Did anyone watch most haunted live last night?

Its on for 5 nights this time yee haaa

Dont think much of the new medium Brian not good at giving info. Bring back David

xxxx


----------



## marie10 (Nov 8, 2007)

Oh my I didn't know that it was on, I have put all the auto view..

Just spoke to DH at work and I told him it is on   all 
he keeps saying is oh god! oh god! oh god!  

Marie x


----------



## ♥ cat ♥ (Apr 13, 2003)

it was really good last night, a few things happened so with anyluck it will be a good one the night xxx


----------



## crazykate (Oct 1, 2007)

I agree Brian not very forthcoming with information says he keeps seeing things but can't describe or give any info at all - he keeps saying monks.......uh of course they are in a flaming monastry!!! 

My attic trap door (which is bolted) came down at 11.30pm on its own on the first night!!!!!   needless to say it wasn't me who went upstairs to check it out!


----------



## ♥ cat ♥ (Apr 13, 2003)

kate i would of been hiding in the cupboard if that happened while watch MHL!! i dragged my 2 dogs out of bed had 1 in front and 1 behinde me, switched on all the lights just to cross the landing to go to the toilet.

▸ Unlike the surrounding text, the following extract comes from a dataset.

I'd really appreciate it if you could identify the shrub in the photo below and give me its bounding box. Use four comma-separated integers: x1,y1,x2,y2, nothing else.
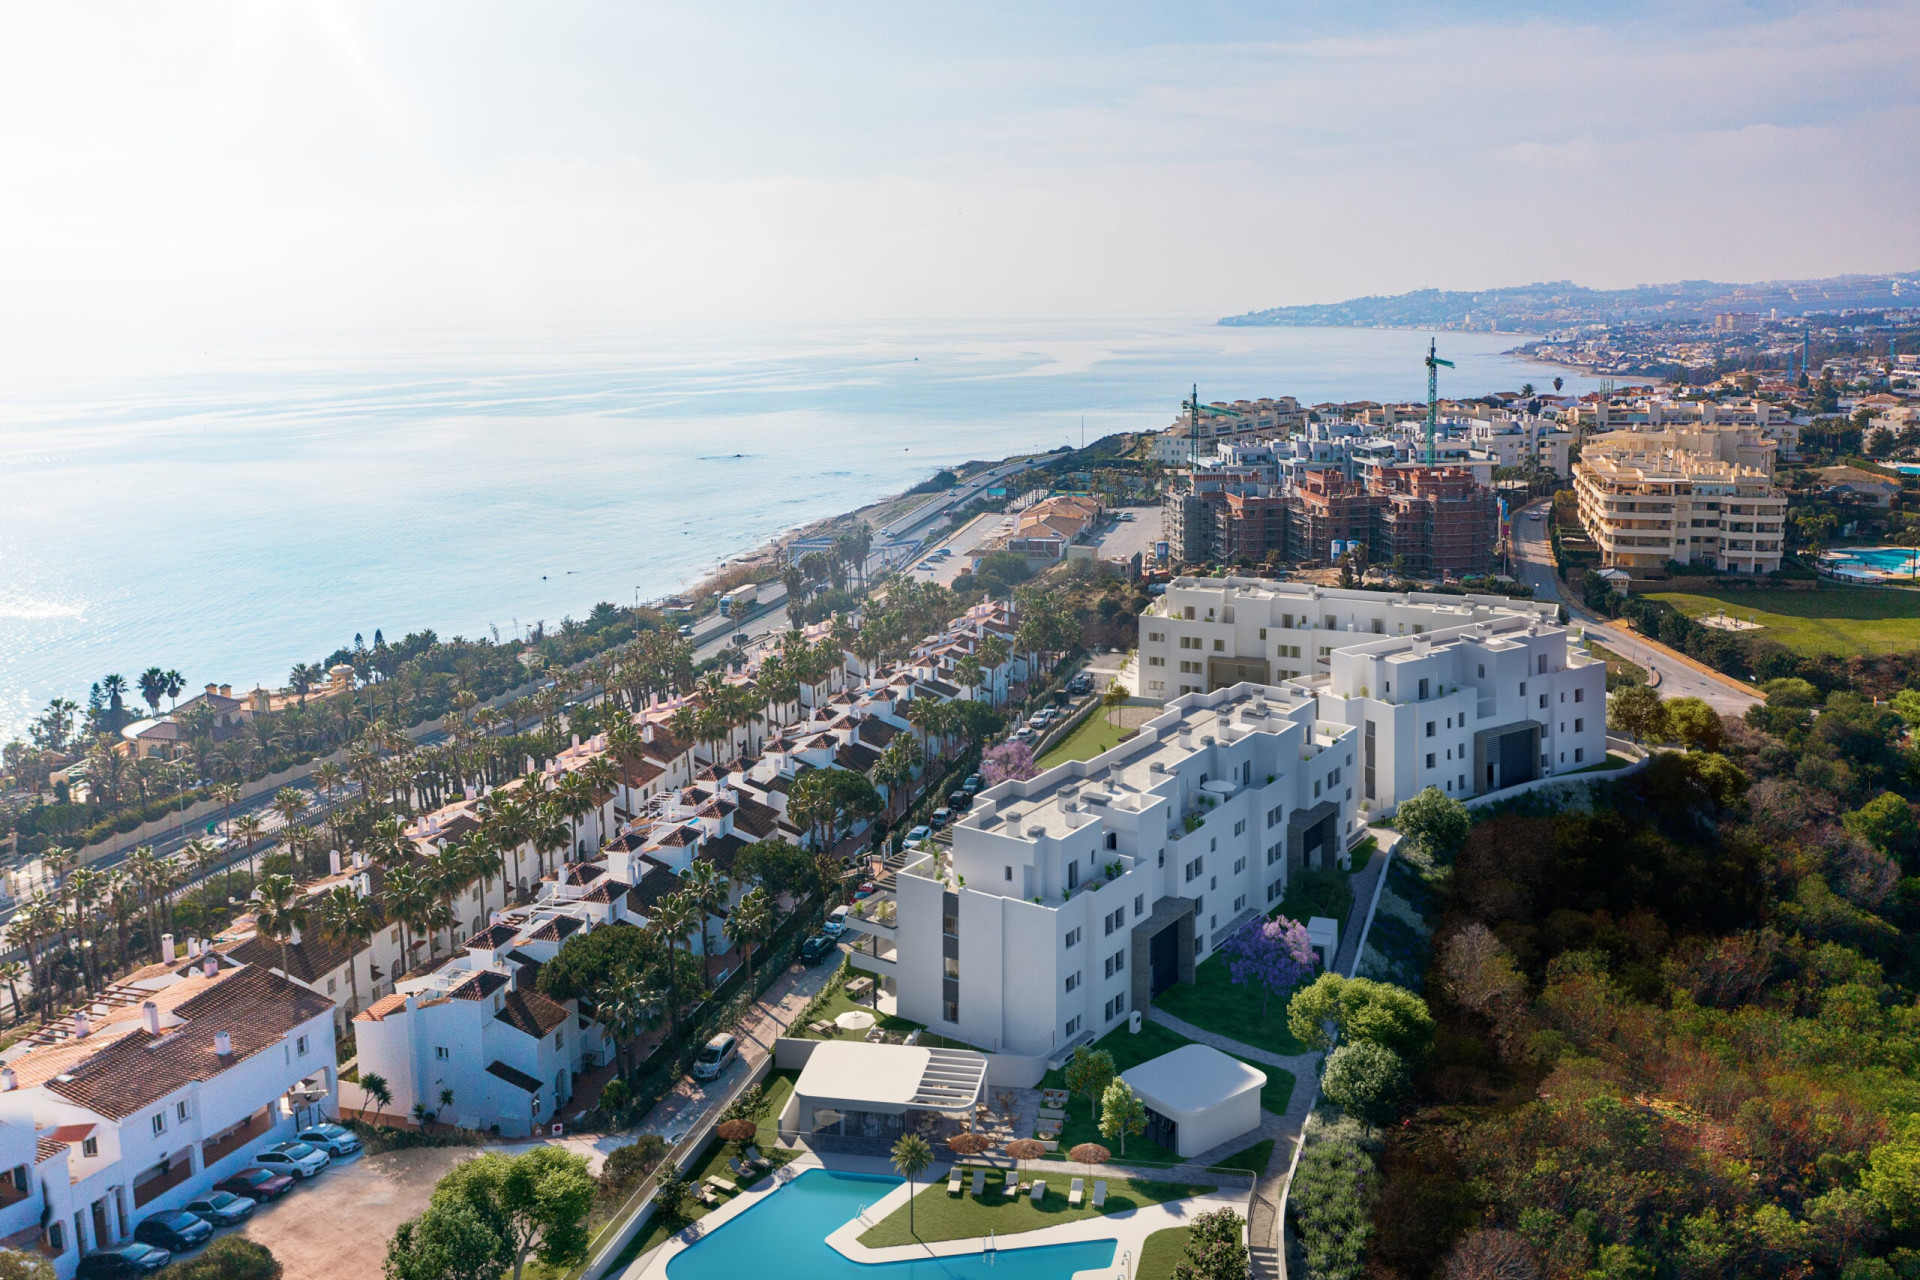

I was hump dinging my self big time. DP was laughin at me. 

Brian is really wearing on me i just dont like him at all, he is useless! BRING BACK DAVID WELLS 

xxx


----------



## marie10 (Nov 8, 2007)

Oh my gaaaaaaaaad   

    BRIAN WHAT A JOKE!!!!  

Where did they find him? I'm more of a paranormal investigator than he is!!!    
All he keeps doing is saying oh Jesus Christ and interupting Yevette he is awful.

Its a real shame because I LOVE MHL!!!
I will still watch it though  

Marie x x


----------